Die Einschätzung zur Entwicklung des Gebiets zeigte starke Verunsicherungen. Mehr als ein Drittel hielt bereits Szenarien eines sozial und ethnisch marginalisierten Stadtteils für möglich. Wenn auch die Wohnung und die Lage insgesamt noch relativ positiv bewertet wurde, spielten Aussagen wie „ödes kulturelles Stadtleben“, „bauliche Monotonie“, „fehlende Ordnung und Sauberkeit“ sowie zunehmende Anonymität und Kriminalität verstärkt eine Rolle. Erwartungen hinsichtlich anderer Wohnungsarten oder Wohnformen wie Maisonetten oder Mehrgenerationenwohnen wurden kaum geäußert. Veränderungswünsche zielten vorrangig auf Größe und Anzahl der Zimmer und auf mehr Komfort in Küche und Bad. Jede/r fünfte äußerte aber bereits den Wunsch nach Wohneigentum. Die Wohnungen waren noch in kommunalem oder genossenschaftlichem Besitz, die angegebene Bruttowarmmiete lag bei etwa 7 DM/m2.
Die Belegungssituation hatte sich entspannt. Meist stand pro Person ein Zimmer zur Verfügung (n = n). Ein Drittel trug sich bereits mit Umzugsgedanken, begründet mit Aussagen wie „die Gegend ist langweilig, schmutzig, unordentlich, unattraktiv“ und mit zu erwartenden höheren Mieten. Bevorzugte Umzugsorte waren die Rand- und Umlandgebiete Berlins, dem Wunsch nach einem Eigenheim folgend und wegen der erwarteten künftigen Aufwertung innerstädtischer Bereiche mit prognostizierter Verteuerung. Insgesamt war eine zunehmende Bereitschaft zur Mobilität zu verzeichnen.
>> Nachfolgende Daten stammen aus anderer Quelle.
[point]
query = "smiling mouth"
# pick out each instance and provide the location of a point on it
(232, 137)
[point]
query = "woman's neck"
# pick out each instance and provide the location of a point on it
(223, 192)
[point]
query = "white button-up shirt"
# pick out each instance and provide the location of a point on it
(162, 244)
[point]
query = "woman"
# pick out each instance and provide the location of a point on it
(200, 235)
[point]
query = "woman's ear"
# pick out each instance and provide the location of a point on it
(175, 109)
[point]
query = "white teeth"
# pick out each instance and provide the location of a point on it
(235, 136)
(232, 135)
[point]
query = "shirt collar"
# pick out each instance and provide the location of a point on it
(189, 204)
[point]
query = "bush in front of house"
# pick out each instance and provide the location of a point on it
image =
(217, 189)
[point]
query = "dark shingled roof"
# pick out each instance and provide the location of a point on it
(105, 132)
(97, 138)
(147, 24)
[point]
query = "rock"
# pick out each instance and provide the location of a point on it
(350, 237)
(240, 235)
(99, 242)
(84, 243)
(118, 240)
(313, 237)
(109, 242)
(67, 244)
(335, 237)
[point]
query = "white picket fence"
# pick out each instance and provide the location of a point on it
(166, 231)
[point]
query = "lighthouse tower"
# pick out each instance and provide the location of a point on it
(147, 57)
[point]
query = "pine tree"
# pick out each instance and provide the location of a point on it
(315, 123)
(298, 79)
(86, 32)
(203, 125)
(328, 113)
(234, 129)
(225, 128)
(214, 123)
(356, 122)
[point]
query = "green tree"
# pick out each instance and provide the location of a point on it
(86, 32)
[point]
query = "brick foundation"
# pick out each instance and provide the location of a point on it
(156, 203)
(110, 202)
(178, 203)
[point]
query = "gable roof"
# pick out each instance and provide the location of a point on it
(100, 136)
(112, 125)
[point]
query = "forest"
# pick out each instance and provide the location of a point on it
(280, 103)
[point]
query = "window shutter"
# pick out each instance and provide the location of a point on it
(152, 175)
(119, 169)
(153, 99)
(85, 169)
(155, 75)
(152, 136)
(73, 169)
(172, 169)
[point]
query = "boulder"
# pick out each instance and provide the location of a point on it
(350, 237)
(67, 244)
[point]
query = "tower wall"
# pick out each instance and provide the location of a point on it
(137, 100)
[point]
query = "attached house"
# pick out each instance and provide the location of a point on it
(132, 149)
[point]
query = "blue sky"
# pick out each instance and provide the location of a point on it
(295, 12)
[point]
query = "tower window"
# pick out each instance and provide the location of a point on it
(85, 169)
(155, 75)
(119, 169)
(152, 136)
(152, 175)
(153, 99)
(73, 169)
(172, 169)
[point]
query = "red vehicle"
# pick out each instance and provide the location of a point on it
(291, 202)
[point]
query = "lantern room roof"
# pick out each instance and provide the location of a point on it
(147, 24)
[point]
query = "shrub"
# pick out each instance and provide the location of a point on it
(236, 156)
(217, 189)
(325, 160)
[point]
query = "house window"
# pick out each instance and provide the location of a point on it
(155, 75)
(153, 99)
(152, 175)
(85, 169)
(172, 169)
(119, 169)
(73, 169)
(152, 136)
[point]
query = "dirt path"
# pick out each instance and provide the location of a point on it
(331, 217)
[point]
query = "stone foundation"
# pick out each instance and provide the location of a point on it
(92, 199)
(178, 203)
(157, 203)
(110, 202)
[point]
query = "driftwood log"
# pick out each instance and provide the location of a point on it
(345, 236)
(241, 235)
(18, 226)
Eigene Strategien für Stadtplanung

Als ein Fazit der über zwölf Jahre geführten stadtsoziologischen Forschungen gilt: Der massenhafte randstädtische Wohnungsbau verbesserte für einen Großteil der Ost-Berliner/innen die konkreten Wohnbedingungen hinsichtlich eines Grundbedarfs an Größe und Ausstattung. Unzufriedenheit zielte vorrangig aufs Wohnumfeld. Die kommunal und genossenschaftlich geregelte Wohnungspolitik nach sozialpolitischen Prämissen und einheitlichen Vergabenormativen schuf vornehmlich egalisierte Wohnbedingungen und diente damit kaum der Befriedigung spezifischer Wohnbedürfnisse in demografischer und sozialstruktureller Hinsicht. Im Fokus staatlicher Wohnungspolitik, als Instrument zur „Lösung der Wohnungsfrage als soziales Problem“, standen vorrangig sozialpolitische Ziele wie die kurzfristige Versorgung von jungen Ehepaaren, kinderreichen Familien und Schichtarbeiterhaushalten. Eine sozial und ökonomisch effiziente Wohnraumlenkung im Bestand fand deshalb kaum statt.
Dennoch wurde 1991 in den soziologischen Erhebungen von mehr als zwei Dritteln der Befragten geäußert: „Marzahn war schon immer und ist immer noch besser als sein Ruf.“ Diese Einschätzung barg schließlich auch die Chance für eine Stabilisierung und Entwicklung des Gebiets.
Stadtsoziologische Vorschläge zielten deshalb vornehmlich auf die Bildung von Teilzentren mit einem spezifischen lokalen Milieu und Identifikationspotenzial, auf die weitere Ausgestaltung der sozial-kulturellen Infrastruktur des Gebiets und letztlich auf die Sicherung und weitere Verbesserung des Wohnungsbestands bei stärkerer Orientierung an den spezifischen Bedürfnissen unterschiedlicher Bevölkerungsgruppen. Großsiedlungen wie Marzahn brauchten und brauchen eigene Strategien für Stadtplanung und -entwicklung, nicht zuletzt um deren soziale Vielfalt zu erhalten.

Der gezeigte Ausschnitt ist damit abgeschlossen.